Jaclyn Lansbery and David Rust

July 25, 2013

There are people who play guitars -- and then there are people who build them.

For five days, the 10 participants at the third-annual Hoosier Guitar Building Workshop sanded, sculpted and painted their own guitars from July 11 to 15 in a studio of IU Bloomington's McCalla School.

The workshop is led by Andrew Lumsdaine, a professor at the School of Informatics and Computing at IU, along with Richard Mark French, an associate professor in mechanical engineering technology at Purdue University; Brad Harriger, a professor of manufacturing engineering technology at Purdue University; and Nicole Jacquard, a professor at the Henry Radford Hope School of Fine Arts at IU.

Lumsdaine became interested in building guitars four years ago during a father-son trip to the Healdsburg Guitar Festival in Santa Rosa, Calif., on to celebrate his son’s high school graduation. Like any good intellectual, Lumsdaine researched how to create guitars from scratch, and in the process came across French’s book, “Engineering the Guitar: Theory and Practice.” He got in touch with French, who teaches the Purdue Guitar Workshop, to discuss the idea of starting a workshop at IU.

"In these workshops, you learn a lot about how a guitar works and how to tweak and tune and tune it --
 even simply things like changing your own strings," Lumsdaine said. "The first thing I did after I finished my first guitar was set up all of my guitars to their original factory specs."

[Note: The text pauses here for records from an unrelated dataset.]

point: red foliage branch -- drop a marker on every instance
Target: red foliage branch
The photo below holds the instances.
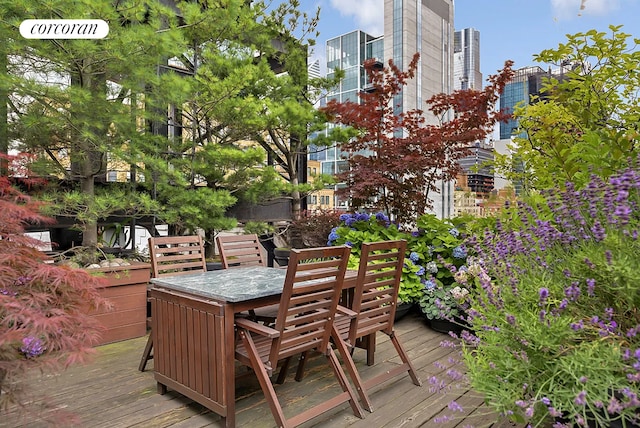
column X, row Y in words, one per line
column 44, row 321
column 397, row 158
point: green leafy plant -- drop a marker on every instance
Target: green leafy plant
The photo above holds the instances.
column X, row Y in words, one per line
column 434, row 252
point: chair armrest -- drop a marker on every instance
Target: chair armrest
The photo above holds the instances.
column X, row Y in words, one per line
column 257, row 328
column 344, row 311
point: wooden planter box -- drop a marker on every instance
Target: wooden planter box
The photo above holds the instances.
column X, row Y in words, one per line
column 126, row 289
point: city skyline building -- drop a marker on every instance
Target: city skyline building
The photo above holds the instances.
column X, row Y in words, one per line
column 466, row 60
column 424, row 27
column 525, row 84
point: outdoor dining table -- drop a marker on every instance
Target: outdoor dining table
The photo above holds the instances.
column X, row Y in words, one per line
column 194, row 335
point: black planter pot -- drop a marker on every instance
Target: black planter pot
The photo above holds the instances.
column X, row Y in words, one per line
column 281, row 256
column 402, row 309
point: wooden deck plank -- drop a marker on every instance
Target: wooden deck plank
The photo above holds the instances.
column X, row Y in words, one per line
column 110, row 392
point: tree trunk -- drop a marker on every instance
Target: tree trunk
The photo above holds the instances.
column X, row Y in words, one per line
column 90, row 229
column 4, row 138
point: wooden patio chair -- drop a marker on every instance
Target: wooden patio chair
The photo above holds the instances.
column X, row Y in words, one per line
column 240, row 251
column 373, row 310
column 172, row 255
column 305, row 319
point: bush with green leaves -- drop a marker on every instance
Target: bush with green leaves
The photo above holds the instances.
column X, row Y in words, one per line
column 435, row 252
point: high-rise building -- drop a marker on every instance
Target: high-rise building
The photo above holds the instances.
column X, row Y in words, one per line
column 526, row 83
column 476, row 167
column 347, row 52
column 424, row 27
column 466, row 60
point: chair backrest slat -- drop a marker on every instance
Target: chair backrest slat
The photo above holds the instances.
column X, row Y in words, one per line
column 309, row 300
column 240, row 250
column 377, row 286
column 176, row 255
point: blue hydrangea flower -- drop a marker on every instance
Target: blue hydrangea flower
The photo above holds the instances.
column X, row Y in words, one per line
column 32, row 347
column 362, row 217
column 429, row 284
column 432, row 267
column 460, row 252
column 382, row 217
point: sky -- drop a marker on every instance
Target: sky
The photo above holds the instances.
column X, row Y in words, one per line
column 509, row 29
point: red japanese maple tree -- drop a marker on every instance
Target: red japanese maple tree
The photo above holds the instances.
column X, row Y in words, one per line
column 396, row 159
column 44, row 322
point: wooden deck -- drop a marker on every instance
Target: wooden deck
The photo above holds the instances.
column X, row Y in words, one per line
column 111, row 392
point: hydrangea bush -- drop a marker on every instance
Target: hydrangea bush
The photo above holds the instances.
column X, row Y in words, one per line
column 435, row 252
column 557, row 315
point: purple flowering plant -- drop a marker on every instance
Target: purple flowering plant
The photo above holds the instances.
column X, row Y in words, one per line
column 556, row 318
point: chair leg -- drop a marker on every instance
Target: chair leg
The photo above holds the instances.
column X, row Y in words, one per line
column 263, row 379
column 352, row 370
column 301, row 363
column 146, row 355
column 344, row 383
column 371, row 348
column 283, row 371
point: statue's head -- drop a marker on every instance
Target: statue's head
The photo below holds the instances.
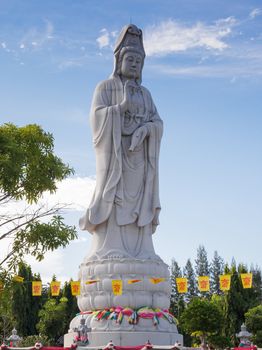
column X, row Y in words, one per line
column 129, row 43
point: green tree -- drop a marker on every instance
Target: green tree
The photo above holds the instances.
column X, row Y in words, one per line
column 189, row 273
column 28, row 168
column 71, row 306
column 176, row 302
column 201, row 318
column 26, row 307
column 6, row 315
column 254, row 324
column 53, row 319
column 216, row 269
column 202, row 267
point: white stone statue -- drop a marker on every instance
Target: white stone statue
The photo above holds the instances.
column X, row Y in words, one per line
column 127, row 131
column 123, row 213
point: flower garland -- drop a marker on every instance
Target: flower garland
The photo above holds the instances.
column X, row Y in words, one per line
column 118, row 313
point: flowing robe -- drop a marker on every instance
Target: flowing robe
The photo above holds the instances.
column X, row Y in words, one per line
column 124, row 210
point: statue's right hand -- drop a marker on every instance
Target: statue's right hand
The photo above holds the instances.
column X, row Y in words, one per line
column 126, row 104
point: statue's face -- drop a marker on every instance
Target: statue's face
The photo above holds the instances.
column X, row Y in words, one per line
column 131, row 65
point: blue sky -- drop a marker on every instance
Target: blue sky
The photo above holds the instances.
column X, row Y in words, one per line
column 204, row 71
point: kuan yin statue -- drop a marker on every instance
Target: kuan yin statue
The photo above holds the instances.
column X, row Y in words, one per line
column 123, row 213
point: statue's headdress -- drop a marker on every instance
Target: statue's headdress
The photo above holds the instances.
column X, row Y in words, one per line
column 130, row 39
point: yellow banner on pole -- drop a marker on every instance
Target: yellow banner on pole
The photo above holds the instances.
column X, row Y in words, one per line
column 156, row 280
column 55, row 288
column 203, row 284
column 91, row 281
column 246, row 280
column 181, row 284
column 19, row 279
column 117, row 287
column 75, row 288
column 133, row 281
column 36, row 288
column 224, row 282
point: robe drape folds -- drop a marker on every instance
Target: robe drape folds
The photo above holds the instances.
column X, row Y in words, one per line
column 114, row 165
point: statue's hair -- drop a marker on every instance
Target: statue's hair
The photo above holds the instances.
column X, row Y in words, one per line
column 130, row 39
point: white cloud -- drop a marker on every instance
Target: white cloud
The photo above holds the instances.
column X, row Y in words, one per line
column 75, row 192
column 36, row 38
column 171, row 36
column 254, row 13
column 103, row 40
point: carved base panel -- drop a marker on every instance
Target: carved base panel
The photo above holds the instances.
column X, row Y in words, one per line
column 99, row 295
column 126, row 334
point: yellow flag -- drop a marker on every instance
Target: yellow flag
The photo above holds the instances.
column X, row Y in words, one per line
column 246, row 280
column 156, row 280
column 133, row 281
column 36, row 288
column 203, row 283
column 181, row 283
column 224, row 282
column 19, row 279
column 91, row 281
column 117, row 287
column 75, row 288
column 55, row 288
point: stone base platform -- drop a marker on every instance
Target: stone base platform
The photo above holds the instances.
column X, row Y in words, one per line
column 120, row 338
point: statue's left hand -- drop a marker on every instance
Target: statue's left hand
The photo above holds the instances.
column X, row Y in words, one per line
column 138, row 137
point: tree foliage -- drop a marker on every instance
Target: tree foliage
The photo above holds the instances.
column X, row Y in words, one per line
column 216, row 269
column 53, row 321
column 28, row 168
column 201, row 318
column 26, row 312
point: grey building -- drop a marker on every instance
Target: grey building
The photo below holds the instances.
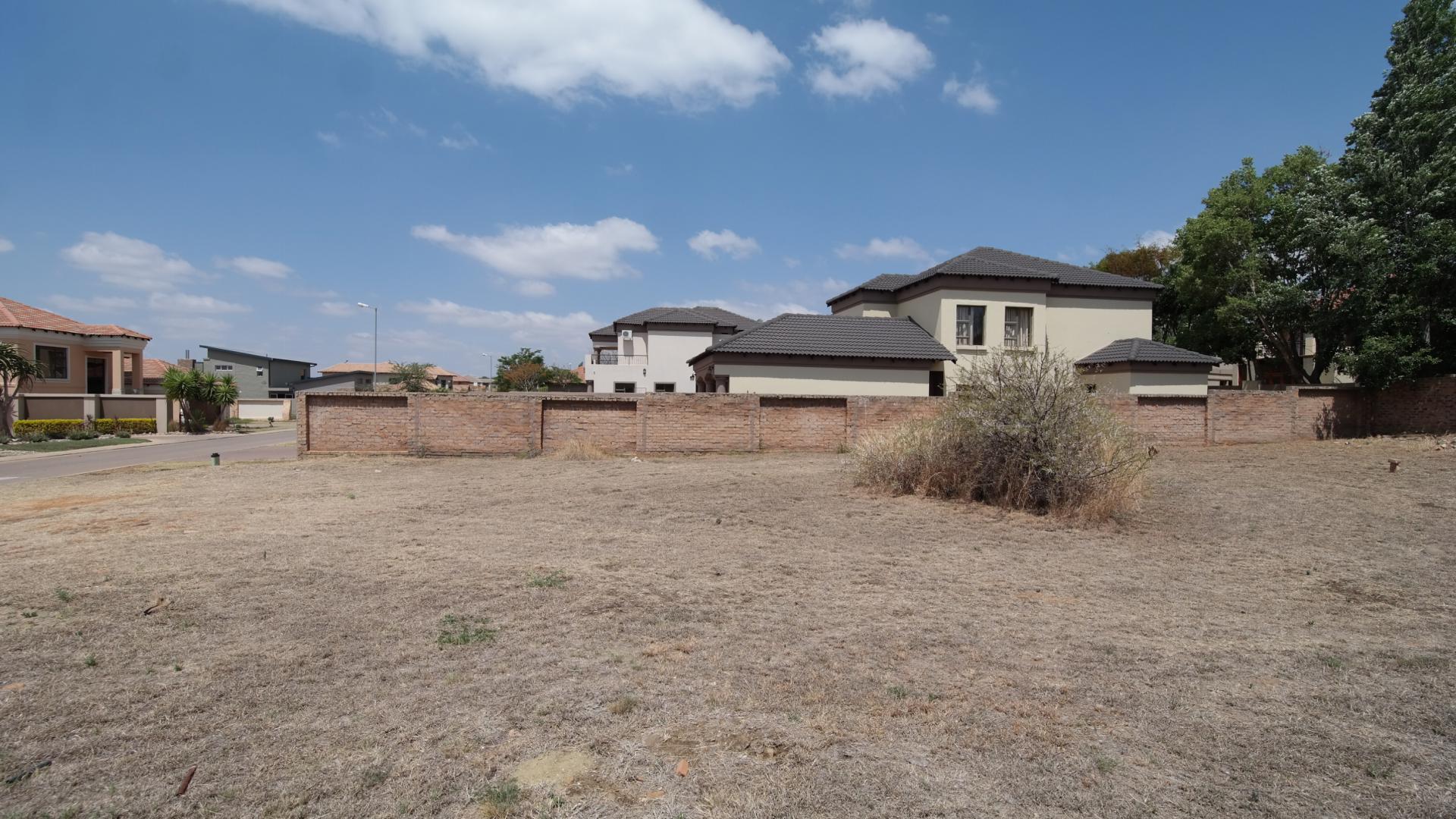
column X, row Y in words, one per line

Lumsdaine said the students in this year’s class shared their personal areas of expertise with one another. “There are some people who've never played guitar and are some participants who are in a band. There are experienced woodworkers and there are some people for whom this is their first woodworking project of any kind. But we also want to sneak some math and physics in, and even try to explain the basics of music theory."

Lumsdaine eventually wants to explore offering the workshop for credit, possibly through the stringed instrument technology program at the IU Jacobs School of Music. But for now, he’s is enjoying the process of making and playing his own guitars -- including the "disastocaster," the first guitar he built (with many learning experiences) after attending the California festival.

Lumsdaine said he gets satisfaction out of the creative process, something he likes to share with others.

"To be human is to create. In our modern economy, we get pigeonholed into specialized occupations. But when you build a guitar, you participate in a holistic creative process from beginning to end. You learn about being a craftsman. And that's what the workshop is about. It's about much more than just building a guitar."